Karpathy Autoresearch
Security checks across static analysis, malware telemetry, and agentic risk
Overview
This skill is a disclosed self-improvement tool, but it gives the agent broad authority to edit and persistently change skills/files and to run evaluator commands, so it needs careful review and sandboxing.
Install only if you are comfortable letting the agent edit and commit files. Run it in a clean copy or branch, specify the exact mutable file and trusted eval command, avoid repos with secrets, review every diff before keeping changes, and do not let it mutate live skills without safety tests and human approval.
Static analysis
No static analysis findings were reported for this release.
VirusTotal
VirusTotal findings are pending for this skill version.
Risk analysis
Artifact-based informational review of SKILL.md, metadata, install specs, static scan signals, and capability signals. ClawScan does not execute the skill or run runtime probes.
The agent could make many changes to a skill, prompt, strategy, or config before the user reviews the final result.
The skill instructs the agent to repeatedly edit files, run evaluations, and keep changes automatically. This is central to the skill, but it is broad mutation authority without explicit per-change approval or sandbox requirements.

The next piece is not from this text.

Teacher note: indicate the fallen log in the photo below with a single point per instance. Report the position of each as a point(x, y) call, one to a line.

- Make the change ... - Run eval ... - Keep or revert based on score ... Continue for N experiments (default: 20, or until user stops)

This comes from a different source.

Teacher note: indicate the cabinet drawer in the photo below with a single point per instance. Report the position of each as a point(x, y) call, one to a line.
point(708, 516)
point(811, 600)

Run only on a copy or dedicated branch, specify the exact mutable file and experiment count, and require human review of diffs before accepting changes.
A bad or untrusted eval command could run arbitrary local commands in the project environment.

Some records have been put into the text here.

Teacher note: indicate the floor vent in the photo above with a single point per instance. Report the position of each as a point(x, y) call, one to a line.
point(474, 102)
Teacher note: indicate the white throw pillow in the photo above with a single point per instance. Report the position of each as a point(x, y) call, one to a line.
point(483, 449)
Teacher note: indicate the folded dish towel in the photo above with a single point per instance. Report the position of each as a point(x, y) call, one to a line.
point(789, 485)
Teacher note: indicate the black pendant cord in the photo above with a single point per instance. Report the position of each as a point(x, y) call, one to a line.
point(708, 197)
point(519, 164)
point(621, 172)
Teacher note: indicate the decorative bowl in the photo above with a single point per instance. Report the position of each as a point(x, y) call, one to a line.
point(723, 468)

The reference implementation runs the evaluator as a shell command. This is expected for an evaluation harness, but it means the eval command must be treated as trusted code.
subprocess.run(
eval_cmd,
shell=True,
capture_output=True,
text=True,
timeout=300,Only use evaluator commands you wrote or trust; avoid copying eval commands from untrusted sources, and prefer safer argument-based execution over shell=True where possible.
Unrelated work, local config, or accidental sensitive files could be committed into git history and later propagated if the repo is pushed or shared.
The loop stages all changes in the working directory, not just the mutable file. That can capture unrelated files or generated artifacts into experiment commits.
subprocess.run(["git", "add", "-A"], cwd=workdir, capture_output=True)
Use a clean sandbox repo or branch, ensure secrets are ignored, and change the implementation to stage only the intended mutable file and log files.
A skill may become optimized for a narrow score while losing safety, correctness, or user-intent constraints in future runs.
The skill explicitly supports mutating SKILL.md prompt instructions, which are persistent agent instructions reused in future tasks. A weak, biased, or poisoned eval could cause unsafe prompt changes to be kept.
The **mutable file** is the thing you're optimizing. It can be: - A SKILL.md prompt/instructions
Keep immutable safety requirements outside the mutation target, add safety/regression tests to the eval suite, and manually review any SKILL.md changes before installing or publishing them.
Private prompts, examples, or business data used in evals could leave the local environment depending on the chosen LLM provider.
The documentation suggests an optional LLM-judge evaluation flow. If users adopt it, prompts, outputs, or test cases may be sent to an external model provider.
**LLM-as-judge**: Send output to an LLM, ask it to score 1-100
Use a trusted or local evaluator for sensitive material, and clearly separate data that may be sent to external model providers.